Apps have many reasons for needing to know a user’s location, such as how to provide directions to a retail location or serving up local weather conditions. However, when users enable location services for apps, either while using the app or as it is running in the background, they are not aware that this information is being bought and sold by powerful “big data” companies.

The ACLU revelations show that this information is being purchased from the data firms by the institutions of the national security state for the purposes of developing its police operations in violation of basic constitutional rights.

As reported in February 2020, the Wall Street Journal revealed at that time that the DHS under the Trump administration began purchasing phone location data from Venntel in 2017. It has taken more than two years since that time for Congress to launch an investigation into these practices, and the ACLU revelations are part of this legislative initiative. On Tuesday, the House Judiciary Committee held a hearing entitled “Digital Dragnets: Examining the Government's Access to Your Personal Data.” In April 2021, Senator Ron Wyden (Democrat-Oregon) introduced the “Fourth Amendment is Not For Sale Act” which states that government agencies cannot purchase the location data of Americans without a warrant.

The use of location data by police agencies is the tip of the iceberg of mass electronic surveillance of the public that has been ongoing and intensifying, beginning with the undemocratic provisions spelled out in the USA Patriot Act passed in the aftermath of the terror attacks of September 11, 2001.

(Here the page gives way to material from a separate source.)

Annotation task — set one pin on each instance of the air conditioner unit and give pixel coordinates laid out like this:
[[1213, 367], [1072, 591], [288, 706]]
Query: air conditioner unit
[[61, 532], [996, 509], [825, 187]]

Even after former NSA and CIA contractor and whistleblower Edward Snowden exposed details of the sophisticated techniques being used by the intelligence state to monitor the locations, activities and communications of everyone on the planet, all the assurances by Democrats and Republicans that these programs have been halted have turned out to be lies. The ongoing assault on privacy rights by state agencies, against both citizens and non-citizens alike, is a necessary part of the drive by US imperialism for war abroad and the destruction of democratic rights at home.